Sur une photo en noir et blanc, Vaea est en train de peindre dans son atelier comme si elle allait ensuite à la plage, chapeau en ni'au sur la tête et simplement vêtue d’un bikini ! "Elle était inclassable [comme son œuvre], elle était partout à l’aise, dans la ville, sur un motu", déclare Maima, "sur l’eau [aussi], elle a été championne de Polynésie de ski nautique [vers l’âge de 15 ans], comme Teva après".
Une touche-à-tout dont le moteur a sans aucun doute été son amour inconditionnel de la vie. "Vaea aimait vivre, elle jouissait des plaisirs de la vie, comme de la cigarette à outrance, je crois qu’elle a brûlé la chandelle par les deux bouts ! Elle est décédée à l’âge de 74 ans, elle a bien vécu", remarque, apaisé, Teva.
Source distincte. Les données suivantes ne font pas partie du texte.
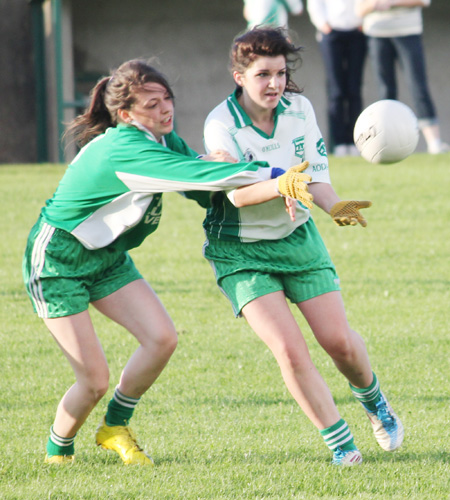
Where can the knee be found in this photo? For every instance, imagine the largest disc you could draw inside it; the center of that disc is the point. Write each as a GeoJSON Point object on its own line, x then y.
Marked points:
{"type": "Point", "coordinates": [97, 383]}
{"type": "Point", "coordinates": [166, 341]}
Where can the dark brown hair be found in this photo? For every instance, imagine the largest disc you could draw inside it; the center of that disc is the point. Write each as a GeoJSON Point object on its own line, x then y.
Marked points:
{"type": "Point", "coordinates": [110, 94]}
{"type": "Point", "coordinates": [261, 41]}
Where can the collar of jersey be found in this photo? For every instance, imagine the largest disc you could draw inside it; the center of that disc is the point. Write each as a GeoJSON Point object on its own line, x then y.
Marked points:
{"type": "Point", "coordinates": [241, 119]}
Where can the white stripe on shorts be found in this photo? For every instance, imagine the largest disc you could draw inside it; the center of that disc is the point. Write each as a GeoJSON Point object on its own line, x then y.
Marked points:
{"type": "Point", "coordinates": [37, 264]}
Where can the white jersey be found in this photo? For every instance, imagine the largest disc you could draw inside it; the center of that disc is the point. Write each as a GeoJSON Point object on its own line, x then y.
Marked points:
{"type": "Point", "coordinates": [270, 12]}
{"type": "Point", "coordinates": [395, 22]}
{"type": "Point", "coordinates": [296, 138]}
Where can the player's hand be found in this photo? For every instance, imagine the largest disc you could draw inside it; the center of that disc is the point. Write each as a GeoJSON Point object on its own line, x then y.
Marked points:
{"type": "Point", "coordinates": [291, 206]}
{"type": "Point", "coordinates": [293, 184]}
{"type": "Point", "coordinates": [346, 213]}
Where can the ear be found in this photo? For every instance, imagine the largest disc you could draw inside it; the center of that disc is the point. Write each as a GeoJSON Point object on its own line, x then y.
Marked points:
{"type": "Point", "coordinates": [238, 78]}
{"type": "Point", "coordinates": [124, 115]}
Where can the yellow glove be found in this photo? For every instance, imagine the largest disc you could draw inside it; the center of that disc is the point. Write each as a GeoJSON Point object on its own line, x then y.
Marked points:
{"type": "Point", "coordinates": [345, 213]}
{"type": "Point", "coordinates": [293, 184]}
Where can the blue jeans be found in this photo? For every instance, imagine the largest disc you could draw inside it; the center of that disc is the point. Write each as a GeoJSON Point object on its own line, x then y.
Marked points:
{"type": "Point", "coordinates": [408, 50]}
{"type": "Point", "coordinates": [344, 54]}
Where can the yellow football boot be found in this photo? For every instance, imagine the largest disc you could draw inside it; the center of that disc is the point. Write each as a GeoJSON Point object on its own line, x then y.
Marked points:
{"type": "Point", "coordinates": [121, 439]}
{"type": "Point", "coordinates": [59, 459]}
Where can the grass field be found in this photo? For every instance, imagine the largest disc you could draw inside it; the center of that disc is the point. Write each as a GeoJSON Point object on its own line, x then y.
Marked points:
{"type": "Point", "coordinates": [219, 422]}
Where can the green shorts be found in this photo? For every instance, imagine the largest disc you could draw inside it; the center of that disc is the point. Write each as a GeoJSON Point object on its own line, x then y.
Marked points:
{"type": "Point", "coordinates": [299, 265]}
{"type": "Point", "coordinates": [62, 276]}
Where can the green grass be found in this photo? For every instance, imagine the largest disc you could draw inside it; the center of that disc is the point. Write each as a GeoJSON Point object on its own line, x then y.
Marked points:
{"type": "Point", "coordinates": [219, 422]}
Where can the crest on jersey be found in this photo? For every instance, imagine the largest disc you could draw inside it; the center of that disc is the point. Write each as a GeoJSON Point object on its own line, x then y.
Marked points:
{"type": "Point", "coordinates": [299, 145]}
{"type": "Point", "coordinates": [249, 155]}
{"type": "Point", "coordinates": [321, 149]}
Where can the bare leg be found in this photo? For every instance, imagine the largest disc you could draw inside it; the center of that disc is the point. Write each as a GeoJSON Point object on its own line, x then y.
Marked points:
{"type": "Point", "coordinates": [327, 319]}
{"type": "Point", "coordinates": [272, 320]}
{"type": "Point", "coordinates": [137, 308]}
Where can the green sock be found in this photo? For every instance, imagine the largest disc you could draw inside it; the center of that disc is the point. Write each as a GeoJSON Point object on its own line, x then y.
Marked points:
{"type": "Point", "coordinates": [57, 445]}
{"type": "Point", "coordinates": [339, 435]}
{"type": "Point", "coordinates": [120, 409]}
{"type": "Point", "coordinates": [368, 396]}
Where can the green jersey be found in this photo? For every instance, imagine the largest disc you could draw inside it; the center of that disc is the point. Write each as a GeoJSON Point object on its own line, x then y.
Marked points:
{"type": "Point", "coordinates": [111, 192]}
{"type": "Point", "coordinates": [295, 138]}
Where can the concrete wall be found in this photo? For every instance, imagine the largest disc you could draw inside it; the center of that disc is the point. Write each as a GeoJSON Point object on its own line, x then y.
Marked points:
{"type": "Point", "coordinates": [191, 39]}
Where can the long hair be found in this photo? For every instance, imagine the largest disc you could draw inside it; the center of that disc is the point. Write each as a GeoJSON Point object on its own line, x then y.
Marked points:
{"type": "Point", "coordinates": [110, 94]}
{"type": "Point", "coordinates": [261, 41]}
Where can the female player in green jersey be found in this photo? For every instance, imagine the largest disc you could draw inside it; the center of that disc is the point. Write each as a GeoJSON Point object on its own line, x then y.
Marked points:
{"type": "Point", "coordinates": [107, 202]}
{"type": "Point", "coordinates": [262, 255]}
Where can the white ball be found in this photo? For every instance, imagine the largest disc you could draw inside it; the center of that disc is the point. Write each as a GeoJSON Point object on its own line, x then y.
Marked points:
{"type": "Point", "coordinates": [386, 132]}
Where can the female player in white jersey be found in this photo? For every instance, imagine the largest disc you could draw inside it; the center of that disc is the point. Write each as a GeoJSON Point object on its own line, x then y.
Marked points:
{"type": "Point", "coordinates": [108, 201]}
{"type": "Point", "coordinates": [261, 255]}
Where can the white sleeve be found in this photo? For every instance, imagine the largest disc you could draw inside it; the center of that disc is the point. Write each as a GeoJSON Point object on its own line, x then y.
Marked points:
{"type": "Point", "coordinates": [295, 6]}
{"type": "Point", "coordinates": [317, 12]}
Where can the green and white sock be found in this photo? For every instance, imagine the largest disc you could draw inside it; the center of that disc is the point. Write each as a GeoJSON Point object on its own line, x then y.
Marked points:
{"type": "Point", "coordinates": [368, 396]}
{"type": "Point", "coordinates": [57, 445]}
{"type": "Point", "coordinates": [338, 435]}
{"type": "Point", "coordinates": [120, 409]}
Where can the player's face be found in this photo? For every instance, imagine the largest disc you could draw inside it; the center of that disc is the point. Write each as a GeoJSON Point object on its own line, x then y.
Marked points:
{"type": "Point", "coordinates": [153, 109]}
{"type": "Point", "coordinates": [264, 81]}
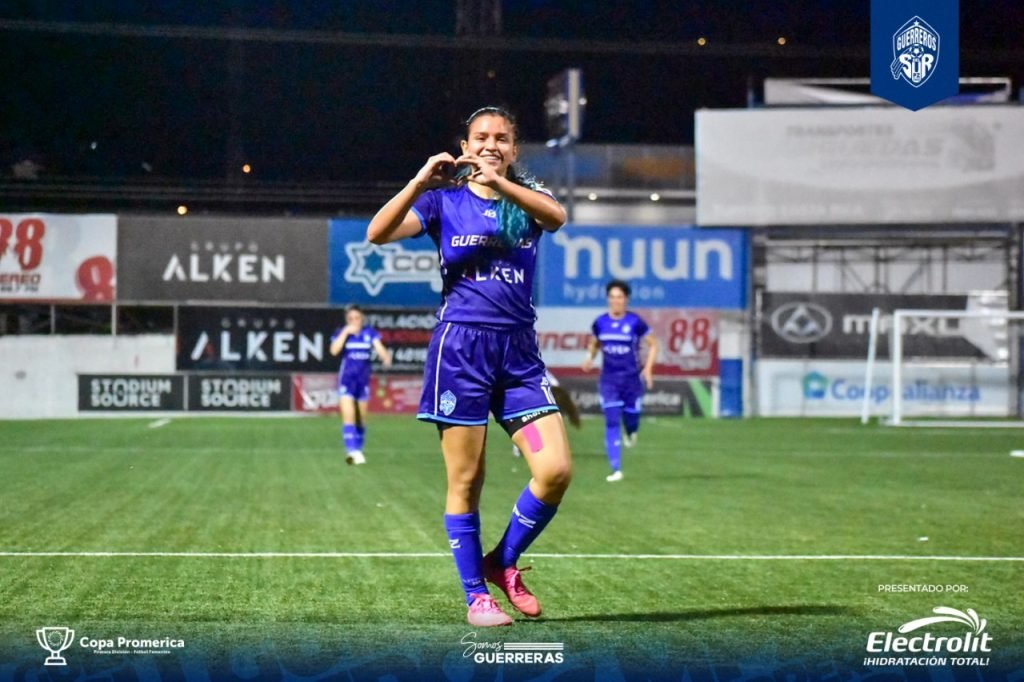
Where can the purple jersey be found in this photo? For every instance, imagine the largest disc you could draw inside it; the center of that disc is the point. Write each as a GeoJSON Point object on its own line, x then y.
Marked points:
{"type": "Point", "coordinates": [486, 282]}
{"type": "Point", "coordinates": [355, 354]}
{"type": "Point", "coordinates": [620, 341]}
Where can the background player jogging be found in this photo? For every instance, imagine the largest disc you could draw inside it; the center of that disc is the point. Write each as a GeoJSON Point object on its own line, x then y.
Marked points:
{"type": "Point", "coordinates": [355, 343]}
{"type": "Point", "coordinates": [617, 334]}
{"type": "Point", "coordinates": [485, 218]}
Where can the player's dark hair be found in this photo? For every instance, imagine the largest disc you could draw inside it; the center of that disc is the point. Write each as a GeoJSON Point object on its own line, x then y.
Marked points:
{"type": "Point", "coordinates": [619, 284]}
{"type": "Point", "coordinates": [513, 223]}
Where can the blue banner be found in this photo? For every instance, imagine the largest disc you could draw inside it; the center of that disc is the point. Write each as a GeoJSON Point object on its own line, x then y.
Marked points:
{"type": "Point", "coordinates": [682, 267]}
{"type": "Point", "coordinates": [914, 51]}
{"type": "Point", "coordinates": [403, 273]}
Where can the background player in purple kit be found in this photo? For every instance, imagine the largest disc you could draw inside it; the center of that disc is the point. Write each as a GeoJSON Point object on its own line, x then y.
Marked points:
{"type": "Point", "coordinates": [355, 343]}
{"type": "Point", "coordinates": [483, 356]}
{"type": "Point", "coordinates": [617, 334]}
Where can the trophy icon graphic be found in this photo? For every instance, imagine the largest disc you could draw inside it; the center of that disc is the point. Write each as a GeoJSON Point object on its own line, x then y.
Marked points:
{"type": "Point", "coordinates": [54, 640]}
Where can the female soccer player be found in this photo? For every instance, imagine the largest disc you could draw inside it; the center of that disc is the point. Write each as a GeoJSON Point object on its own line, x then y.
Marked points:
{"type": "Point", "coordinates": [616, 335]}
{"type": "Point", "coordinates": [485, 218]}
{"type": "Point", "coordinates": [353, 342]}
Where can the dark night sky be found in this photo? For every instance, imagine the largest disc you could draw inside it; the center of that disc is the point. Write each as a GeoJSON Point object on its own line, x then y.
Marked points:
{"type": "Point", "coordinates": [192, 107]}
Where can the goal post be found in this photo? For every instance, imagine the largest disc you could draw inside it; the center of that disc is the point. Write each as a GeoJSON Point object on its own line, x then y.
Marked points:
{"type": "Point", "coordinates": [955, 368]}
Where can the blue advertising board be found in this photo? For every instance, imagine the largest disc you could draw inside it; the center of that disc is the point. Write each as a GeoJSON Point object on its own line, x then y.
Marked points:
{"type": "Point", "coordinates": [403, 273]}
{"type": "Point", "coordinates": [682, 266]}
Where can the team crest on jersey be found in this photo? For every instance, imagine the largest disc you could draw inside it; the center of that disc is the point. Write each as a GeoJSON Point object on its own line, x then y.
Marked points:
{"type": "Point", "coordinates": [915, 52]}
{"type": "Point", "coordinates": [448, 402]}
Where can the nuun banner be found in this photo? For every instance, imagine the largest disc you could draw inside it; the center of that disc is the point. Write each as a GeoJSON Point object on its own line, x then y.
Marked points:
{"type": "Point", "coordinates": [678, 267]}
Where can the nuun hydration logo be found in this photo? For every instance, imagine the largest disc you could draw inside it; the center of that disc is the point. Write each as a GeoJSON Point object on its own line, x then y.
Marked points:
{"type": "Point", "coordinates": [915, 52]}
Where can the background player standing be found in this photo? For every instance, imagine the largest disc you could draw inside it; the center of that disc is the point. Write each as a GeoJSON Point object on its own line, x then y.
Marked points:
{"type": "Point", "coordinates": [355, 342]}
{"type": "Point", "coordinates": [617, 334]}
{"type": "Point", "coordinates": [483, 356]}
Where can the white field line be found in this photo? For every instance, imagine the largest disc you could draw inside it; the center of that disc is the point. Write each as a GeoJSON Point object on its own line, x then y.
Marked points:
{"type": "Point", "coordinates": [434, 555]}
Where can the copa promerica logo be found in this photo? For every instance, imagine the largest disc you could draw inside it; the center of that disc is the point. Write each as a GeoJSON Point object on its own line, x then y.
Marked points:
{"type": "Point", "coordinates": [914, 51]}
{"type": "Point", "coordinates": [952, 646]}
{"type": "Point", "coordinates": [56, 639]}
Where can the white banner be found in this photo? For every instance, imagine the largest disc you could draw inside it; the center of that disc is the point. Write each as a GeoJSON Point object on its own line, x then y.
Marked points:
{"type": "Point", "coordinates": [57, 257]}
{"type": "Point", "coordinates": [813, 388]}
{"type": "Point", "coordinates": [864, 165]}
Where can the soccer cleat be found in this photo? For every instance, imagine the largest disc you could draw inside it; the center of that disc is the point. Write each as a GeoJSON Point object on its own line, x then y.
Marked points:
{"type": "Point", "coordinates": [510, 582]}
{"type": "Point", "coordinates": [484, 612]}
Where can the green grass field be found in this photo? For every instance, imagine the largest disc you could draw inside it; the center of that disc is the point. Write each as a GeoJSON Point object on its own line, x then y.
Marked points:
{"type": "Point", "coordinates": [781, 529]}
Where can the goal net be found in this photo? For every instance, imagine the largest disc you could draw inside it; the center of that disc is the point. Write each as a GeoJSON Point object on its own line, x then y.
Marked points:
{"type": "Point", "coordinates": [955, 368]}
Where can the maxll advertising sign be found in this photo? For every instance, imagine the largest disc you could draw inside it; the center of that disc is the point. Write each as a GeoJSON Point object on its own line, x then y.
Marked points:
{"type": "Point", "coordinates": [810, 325]}
{"type": "Point", "coordinates": [676, 267]}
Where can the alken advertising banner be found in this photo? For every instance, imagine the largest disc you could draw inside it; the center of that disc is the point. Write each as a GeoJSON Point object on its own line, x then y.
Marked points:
{"type": "Point", "coordinates": [677, 267]}
{"type": "Point", "coordinates": [221, 259]}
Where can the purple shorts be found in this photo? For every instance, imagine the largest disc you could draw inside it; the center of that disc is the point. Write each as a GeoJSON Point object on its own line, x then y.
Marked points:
{"type": "Point", "coordinates": [625, 392]}
{"type": "Point", "coordinates": [353, 387]}
{"type": "Point", "coordinates": [472, 371]}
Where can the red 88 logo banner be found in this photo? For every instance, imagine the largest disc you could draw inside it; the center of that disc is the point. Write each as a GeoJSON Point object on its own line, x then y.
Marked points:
{"type": "Point", "coordinates": [23, 246]}
{"type": "Point", "coordinates": [689, 340]}
{"type": "Point", "coordinates": [28, 242]}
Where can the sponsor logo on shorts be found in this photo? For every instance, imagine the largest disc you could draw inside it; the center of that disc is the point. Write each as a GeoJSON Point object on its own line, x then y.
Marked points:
{"type": "Point", "coordinates": [448, 402]}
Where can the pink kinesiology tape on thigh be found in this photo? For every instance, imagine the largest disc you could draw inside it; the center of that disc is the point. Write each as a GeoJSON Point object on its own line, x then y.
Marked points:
{"type": "Point", "coordinates": [534, 438]}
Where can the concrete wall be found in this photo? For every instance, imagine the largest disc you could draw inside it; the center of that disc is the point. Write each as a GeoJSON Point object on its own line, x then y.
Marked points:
{"type": "Point", "coordinates": [38, 374]}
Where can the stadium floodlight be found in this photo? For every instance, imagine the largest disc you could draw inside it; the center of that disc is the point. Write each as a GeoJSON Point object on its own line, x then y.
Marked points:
{"type": "Point", "coordinates": [974, 381]}
{"type": "Point", "coordinates": [564, 107]}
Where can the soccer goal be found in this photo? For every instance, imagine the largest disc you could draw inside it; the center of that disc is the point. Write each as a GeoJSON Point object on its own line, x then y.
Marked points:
{"type": "Point", "coordinates": [950, 368]}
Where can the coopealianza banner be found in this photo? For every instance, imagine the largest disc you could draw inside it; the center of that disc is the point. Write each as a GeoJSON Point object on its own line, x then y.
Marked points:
{"type": "Point", "coordinates": [53, 257]}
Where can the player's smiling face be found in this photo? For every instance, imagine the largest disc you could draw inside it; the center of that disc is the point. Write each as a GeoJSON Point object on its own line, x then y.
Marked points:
{"type": "Point", "coordinates": [493, 138]}
{"type": "Point", "coordinates": [354, 317]}
{"type": "Point", "coordinates": [617, 302]}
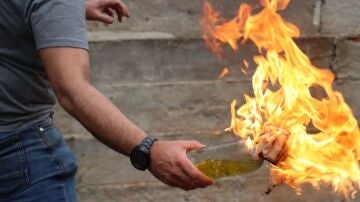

Même si elle a eu de nombreux courtisans, sa soeur n’a pas eu d’enfants. D'aucuns diront que les siens, ce sont ses créations qui appartiennent désormais à ses proches. " Elle nous a laissé des œuvres d’art fantastiques, donc on ne l’oubliera jamais. [Son âme est toujours dans ses œuvres ?] Oui, c’est sûr !", affirme Maima.
Un riche héritage artistique, fruit d’une intense activité et d’une liberté sans limite : "Je suis absolument certaine qu’un artiste c’est comme le vent : personne ne peut dominer le vent, il faut le laisser faire. Cadrer l’artiste, c’est le mettre en prison, là c’est la fin de l’art", écrivait Vaea.
L’artiste sera prochainement incinérée à Paris. Puis ses cendres seront rapportées par son frère à Tahiti.